I have always been partial towards people who belong to Bangalore. Call it my stupidity or my love for this city. Well, this automatically will make it clear that I always liked Kiran Rao. Here she was, presenting Dhobi Ghat, her first film as a director, to the world. And here was I, biased because she was from Bangalore, biased because of Aamir Khan, biased because I absolutely love Prateik Babbar’s timing biased because it had already been recognized by the so called ‘intellectual movie lovers’ and yes, biased because of the pseudo feminist that I am! Made it to the halls last night.
There is an incident I would like to narrate before I can speak about the movie. My friend and I decided to catch Dharamendra’s Yamla Pagla Deewana on Republic Day (after wanting to go for long). The movie was scheduled to begin at 9pm. They let us into the hall only by 9.20 pm. The movie did not begin until 9.45 pm and finally when it did, there was a bloody technical snag and the show was cancelled.. Arrgghhh. Ok. That’s it.
Coming back to Dhobi Ghat – as we checked into the hall they scared us by saying the movie was delayed. However it started and zooppp, it stopped. Another technical snag! Double aarrgghh this time. However, the movie started. A tale about Mumbai was being narrated. I liked the V/O artist (at that point I thought that it would just be a V/O). Soon, there was Aamir Khan, playing the role of Arun – a socially aloof painter who wanted to sell his paintings among the socialites! Ironical but true. The movie then started introducing the other characters – Shai, played by Monica Dogra (NRI and a typical Page 3 socialite), Munna played by Prateik Babbar, (an aspiring actor who was at the moment adjusting with his life as a dhobi) and yes, Yasmin Noor played by Kriti Malhotra (the same V/O that I heard initially. She was weaving in the various parallels for us).
3 characters with striking definitions that made us either like them or dislike them started dominating the film. And yes, 1 character, though was slightly downplayed, added another story and made it possible for us to see various emotions. It was the journey of a young girl to a newlywed bride. Her venture into the new household, her initial dreams of marriage and how it’s destroyed by landing up with the wrong man. All this being taped and narrated with love, innocence and passion to her younger brother. This story starts becoming the inspiration for Arun’s new painting.
Parallely, Munna starts developing a soft corner for Shai while Shai is still in love with Arun. People come close, relationships grow stronger, situations gets lighter and make you smile at times and at times they get grim and cause worry. Unlike, a very typical ending, it did not define what happens in the lives of the 3 main characters. It was open ended and left to the imagination of the viewer. Well, I can say, if it was made by a Rohit Shetty or RGV or any other typical director then there was enough scope for a sequel of the film.

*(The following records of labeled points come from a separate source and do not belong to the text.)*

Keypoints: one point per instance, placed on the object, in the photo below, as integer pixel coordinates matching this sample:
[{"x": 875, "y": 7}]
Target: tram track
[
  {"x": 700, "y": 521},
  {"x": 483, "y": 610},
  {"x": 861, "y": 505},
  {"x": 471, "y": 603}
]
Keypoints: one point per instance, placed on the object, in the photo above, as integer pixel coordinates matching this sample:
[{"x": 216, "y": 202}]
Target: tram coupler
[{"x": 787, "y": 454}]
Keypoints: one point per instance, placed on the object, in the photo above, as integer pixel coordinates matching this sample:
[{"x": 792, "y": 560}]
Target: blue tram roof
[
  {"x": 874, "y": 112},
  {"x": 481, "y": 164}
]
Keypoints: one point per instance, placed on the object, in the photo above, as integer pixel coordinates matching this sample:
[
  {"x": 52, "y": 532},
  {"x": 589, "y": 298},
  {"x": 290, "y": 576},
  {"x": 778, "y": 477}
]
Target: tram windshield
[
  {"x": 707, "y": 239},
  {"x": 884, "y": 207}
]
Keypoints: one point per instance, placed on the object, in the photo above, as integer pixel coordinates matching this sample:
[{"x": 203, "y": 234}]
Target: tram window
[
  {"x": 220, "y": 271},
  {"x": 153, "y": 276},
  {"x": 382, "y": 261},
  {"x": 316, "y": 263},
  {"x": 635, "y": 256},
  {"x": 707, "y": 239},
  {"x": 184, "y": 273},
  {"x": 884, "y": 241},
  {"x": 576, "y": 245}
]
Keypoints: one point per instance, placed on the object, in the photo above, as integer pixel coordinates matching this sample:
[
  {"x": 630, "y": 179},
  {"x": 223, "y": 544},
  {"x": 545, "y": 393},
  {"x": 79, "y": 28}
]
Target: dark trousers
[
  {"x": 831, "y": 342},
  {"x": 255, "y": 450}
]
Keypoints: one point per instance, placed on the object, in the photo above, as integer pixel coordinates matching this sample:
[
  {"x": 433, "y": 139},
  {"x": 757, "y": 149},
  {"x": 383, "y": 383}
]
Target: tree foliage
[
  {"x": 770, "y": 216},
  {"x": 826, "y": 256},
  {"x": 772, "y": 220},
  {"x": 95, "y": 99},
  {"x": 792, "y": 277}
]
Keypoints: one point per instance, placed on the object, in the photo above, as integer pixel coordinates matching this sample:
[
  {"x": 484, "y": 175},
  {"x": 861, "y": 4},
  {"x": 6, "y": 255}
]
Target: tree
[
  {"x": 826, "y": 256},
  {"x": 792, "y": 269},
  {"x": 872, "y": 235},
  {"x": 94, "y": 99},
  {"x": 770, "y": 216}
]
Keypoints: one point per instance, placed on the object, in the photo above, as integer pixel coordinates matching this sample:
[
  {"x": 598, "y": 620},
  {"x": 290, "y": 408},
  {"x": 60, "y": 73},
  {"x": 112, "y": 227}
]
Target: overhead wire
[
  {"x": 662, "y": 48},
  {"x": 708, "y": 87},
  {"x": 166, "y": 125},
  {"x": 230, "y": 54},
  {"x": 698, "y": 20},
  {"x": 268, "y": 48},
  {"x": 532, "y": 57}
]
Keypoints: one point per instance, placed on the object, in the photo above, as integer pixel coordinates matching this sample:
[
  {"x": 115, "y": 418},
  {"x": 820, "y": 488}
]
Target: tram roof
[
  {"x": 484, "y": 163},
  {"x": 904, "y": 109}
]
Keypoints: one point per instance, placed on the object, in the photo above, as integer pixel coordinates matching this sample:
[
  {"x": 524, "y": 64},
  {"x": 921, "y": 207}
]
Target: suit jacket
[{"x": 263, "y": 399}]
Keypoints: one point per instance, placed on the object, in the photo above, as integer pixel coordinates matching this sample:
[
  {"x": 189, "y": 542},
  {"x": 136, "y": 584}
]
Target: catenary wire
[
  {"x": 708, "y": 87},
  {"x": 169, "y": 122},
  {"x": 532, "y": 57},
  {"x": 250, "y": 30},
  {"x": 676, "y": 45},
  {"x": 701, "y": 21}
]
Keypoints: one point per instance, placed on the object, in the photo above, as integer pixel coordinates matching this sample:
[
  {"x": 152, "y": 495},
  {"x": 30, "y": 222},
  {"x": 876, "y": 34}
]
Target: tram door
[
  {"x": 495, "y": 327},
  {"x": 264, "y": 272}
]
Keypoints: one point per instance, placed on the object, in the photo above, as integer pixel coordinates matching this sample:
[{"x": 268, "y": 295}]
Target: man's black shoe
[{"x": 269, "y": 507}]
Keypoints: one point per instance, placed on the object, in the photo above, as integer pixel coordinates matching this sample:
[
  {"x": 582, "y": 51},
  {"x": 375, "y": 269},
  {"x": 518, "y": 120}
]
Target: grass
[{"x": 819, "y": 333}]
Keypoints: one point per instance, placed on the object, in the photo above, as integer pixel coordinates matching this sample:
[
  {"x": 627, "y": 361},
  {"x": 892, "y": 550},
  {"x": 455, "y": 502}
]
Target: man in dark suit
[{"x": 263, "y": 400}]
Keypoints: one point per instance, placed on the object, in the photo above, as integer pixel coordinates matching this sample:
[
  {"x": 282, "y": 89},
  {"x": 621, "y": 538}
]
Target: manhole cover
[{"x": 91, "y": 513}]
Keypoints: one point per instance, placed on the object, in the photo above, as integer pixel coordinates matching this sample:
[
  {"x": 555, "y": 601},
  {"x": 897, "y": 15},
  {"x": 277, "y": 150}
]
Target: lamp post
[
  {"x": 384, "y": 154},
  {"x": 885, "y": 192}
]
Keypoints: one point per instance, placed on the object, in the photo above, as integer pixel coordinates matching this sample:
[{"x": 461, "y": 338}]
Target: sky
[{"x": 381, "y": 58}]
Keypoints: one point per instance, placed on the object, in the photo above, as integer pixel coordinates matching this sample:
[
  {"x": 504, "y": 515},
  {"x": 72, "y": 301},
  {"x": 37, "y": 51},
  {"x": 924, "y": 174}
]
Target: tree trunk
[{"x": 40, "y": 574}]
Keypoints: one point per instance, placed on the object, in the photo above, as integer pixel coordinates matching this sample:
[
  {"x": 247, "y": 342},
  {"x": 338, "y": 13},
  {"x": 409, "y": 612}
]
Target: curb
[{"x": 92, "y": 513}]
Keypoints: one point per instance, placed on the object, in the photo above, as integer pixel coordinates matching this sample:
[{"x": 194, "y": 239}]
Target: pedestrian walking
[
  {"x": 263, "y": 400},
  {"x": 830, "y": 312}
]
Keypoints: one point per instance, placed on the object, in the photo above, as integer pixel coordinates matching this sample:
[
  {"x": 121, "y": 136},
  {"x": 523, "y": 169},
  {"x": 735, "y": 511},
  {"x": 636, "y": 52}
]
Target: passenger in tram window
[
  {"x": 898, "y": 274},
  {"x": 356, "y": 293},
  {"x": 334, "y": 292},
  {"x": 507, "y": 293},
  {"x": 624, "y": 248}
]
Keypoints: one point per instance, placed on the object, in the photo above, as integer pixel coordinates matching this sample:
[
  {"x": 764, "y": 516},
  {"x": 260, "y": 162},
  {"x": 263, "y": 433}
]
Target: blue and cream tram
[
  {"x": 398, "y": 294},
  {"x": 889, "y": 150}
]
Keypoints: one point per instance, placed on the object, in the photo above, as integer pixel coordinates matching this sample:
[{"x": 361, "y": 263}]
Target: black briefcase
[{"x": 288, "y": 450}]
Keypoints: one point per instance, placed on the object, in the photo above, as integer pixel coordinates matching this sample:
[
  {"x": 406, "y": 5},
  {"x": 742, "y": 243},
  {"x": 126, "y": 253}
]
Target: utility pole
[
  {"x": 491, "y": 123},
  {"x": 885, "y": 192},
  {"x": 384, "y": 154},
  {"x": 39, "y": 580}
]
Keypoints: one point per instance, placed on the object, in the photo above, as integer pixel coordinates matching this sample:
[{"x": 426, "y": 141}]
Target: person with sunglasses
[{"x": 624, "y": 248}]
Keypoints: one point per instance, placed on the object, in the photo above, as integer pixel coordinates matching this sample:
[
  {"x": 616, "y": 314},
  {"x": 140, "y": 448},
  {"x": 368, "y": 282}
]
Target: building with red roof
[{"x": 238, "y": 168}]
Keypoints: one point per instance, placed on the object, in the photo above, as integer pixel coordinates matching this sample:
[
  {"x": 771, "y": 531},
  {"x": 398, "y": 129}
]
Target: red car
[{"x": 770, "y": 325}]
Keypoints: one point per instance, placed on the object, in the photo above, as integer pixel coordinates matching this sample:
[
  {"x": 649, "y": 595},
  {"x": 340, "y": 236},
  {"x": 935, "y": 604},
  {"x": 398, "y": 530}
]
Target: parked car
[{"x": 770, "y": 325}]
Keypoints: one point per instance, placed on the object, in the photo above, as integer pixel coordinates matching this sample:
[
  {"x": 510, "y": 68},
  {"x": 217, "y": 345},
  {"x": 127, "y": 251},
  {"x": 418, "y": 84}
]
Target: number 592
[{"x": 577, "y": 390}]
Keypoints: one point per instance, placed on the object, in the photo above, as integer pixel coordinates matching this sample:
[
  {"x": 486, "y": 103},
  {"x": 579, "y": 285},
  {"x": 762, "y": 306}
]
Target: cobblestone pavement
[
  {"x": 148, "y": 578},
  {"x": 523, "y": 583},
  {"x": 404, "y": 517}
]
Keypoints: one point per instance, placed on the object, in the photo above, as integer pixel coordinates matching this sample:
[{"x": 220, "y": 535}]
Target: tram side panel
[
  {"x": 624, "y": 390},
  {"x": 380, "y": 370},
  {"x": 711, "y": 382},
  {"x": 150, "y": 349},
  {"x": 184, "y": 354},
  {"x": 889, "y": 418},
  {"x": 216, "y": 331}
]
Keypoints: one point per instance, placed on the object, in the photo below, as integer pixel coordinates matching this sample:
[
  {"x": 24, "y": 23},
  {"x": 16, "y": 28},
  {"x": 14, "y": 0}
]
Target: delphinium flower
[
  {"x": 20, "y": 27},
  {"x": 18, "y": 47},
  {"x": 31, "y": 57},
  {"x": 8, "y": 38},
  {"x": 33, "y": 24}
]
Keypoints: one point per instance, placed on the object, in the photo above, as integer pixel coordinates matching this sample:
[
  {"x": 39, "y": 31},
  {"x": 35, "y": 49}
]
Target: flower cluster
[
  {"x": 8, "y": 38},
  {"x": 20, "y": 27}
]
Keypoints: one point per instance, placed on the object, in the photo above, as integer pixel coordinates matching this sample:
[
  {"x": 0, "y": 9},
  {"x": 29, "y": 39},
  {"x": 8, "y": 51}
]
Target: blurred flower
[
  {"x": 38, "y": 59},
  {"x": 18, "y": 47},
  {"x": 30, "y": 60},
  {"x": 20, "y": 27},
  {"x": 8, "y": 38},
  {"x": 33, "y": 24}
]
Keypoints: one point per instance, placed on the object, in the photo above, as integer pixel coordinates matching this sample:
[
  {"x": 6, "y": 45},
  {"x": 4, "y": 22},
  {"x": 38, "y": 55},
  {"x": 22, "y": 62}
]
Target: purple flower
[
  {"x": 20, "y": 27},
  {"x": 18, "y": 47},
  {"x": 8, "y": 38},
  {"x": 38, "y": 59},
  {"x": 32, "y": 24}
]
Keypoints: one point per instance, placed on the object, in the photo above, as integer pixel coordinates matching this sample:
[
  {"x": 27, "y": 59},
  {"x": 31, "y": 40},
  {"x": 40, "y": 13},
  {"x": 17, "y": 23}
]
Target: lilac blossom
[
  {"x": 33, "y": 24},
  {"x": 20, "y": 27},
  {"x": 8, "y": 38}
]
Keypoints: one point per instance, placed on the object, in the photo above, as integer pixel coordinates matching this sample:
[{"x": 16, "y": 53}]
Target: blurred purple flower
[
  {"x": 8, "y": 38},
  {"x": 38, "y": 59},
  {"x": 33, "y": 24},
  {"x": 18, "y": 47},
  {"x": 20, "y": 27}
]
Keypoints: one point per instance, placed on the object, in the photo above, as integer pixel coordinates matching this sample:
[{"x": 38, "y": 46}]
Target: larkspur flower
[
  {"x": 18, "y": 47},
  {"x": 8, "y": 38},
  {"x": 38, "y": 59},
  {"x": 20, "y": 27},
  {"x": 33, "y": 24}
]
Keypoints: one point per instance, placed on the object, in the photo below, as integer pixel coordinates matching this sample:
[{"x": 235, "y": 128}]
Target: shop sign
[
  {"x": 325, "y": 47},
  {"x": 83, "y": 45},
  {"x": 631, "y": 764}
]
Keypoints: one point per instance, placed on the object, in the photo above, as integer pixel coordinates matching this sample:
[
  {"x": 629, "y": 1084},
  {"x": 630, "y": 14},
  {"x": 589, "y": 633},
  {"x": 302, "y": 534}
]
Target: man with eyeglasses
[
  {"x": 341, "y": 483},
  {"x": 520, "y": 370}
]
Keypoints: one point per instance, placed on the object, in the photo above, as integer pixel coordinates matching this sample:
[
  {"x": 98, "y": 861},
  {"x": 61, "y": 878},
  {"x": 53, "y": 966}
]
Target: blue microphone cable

I absolutely loved the hues and the treatment of the film. It was more like a ‘Mumbai Yatra’ for me with Mumbai being shown in it’s typical and raw form – lively, captivating, encouraging, sometimes depressing, lonely, brimming with life and passion, supporting various segments of society. Yes, it mirrored society and depicted the city like how any NRI or a foreign director would. Coming back to the hues – I loved the usage of blues in the film – sometimes the colour was soothing, sometime brought in depression and sometimes when it got deeper just depicted the harsh reality of a life in a metro. I enjoyed the costumes in the film, especially that of Aamir Khan. Gentle colours, mostly linen and cotton defined his character well. (Oh yes, some branding was seen unintentionally – Marc Jacobs, Next and so on). The lighting as well was something that I enjoyed. Sometimes the tungsten was so dim that it would add to the eeriness and the irony that existed in their lives. When love was blooming daylight was bright and set in the mood beautifully.
Coming to performances, I would only like to mention that of Prateik Babbar – stunner and a complete winner. This is the second time he has made me go ‘gaga’ over him. Sinks into his character amazingly well and brings out various emotions beautifully. Could Aamir Khan deliver less? No. So, here we go – the movie had good performances. Background score is surely good. It gets you into the movie and the pathos of their individual lives.
I am just a little skeptical about my own opinion about the movie. I cannot put my foot down and say ‘I did not like it’ or exclaim that I loved it. I am just confused. The story line has left me wondering what I should opt for. If I were to suggest, then watch the film for its treatment and yes, for Prateik Babbar. Don’t go there expecting a great story that would move you like a ‘Taare Zameen Par’ or a ‘Jaane Tu Ya Jaane Na’. Just go there to watch ‘Dhobi Ghat’.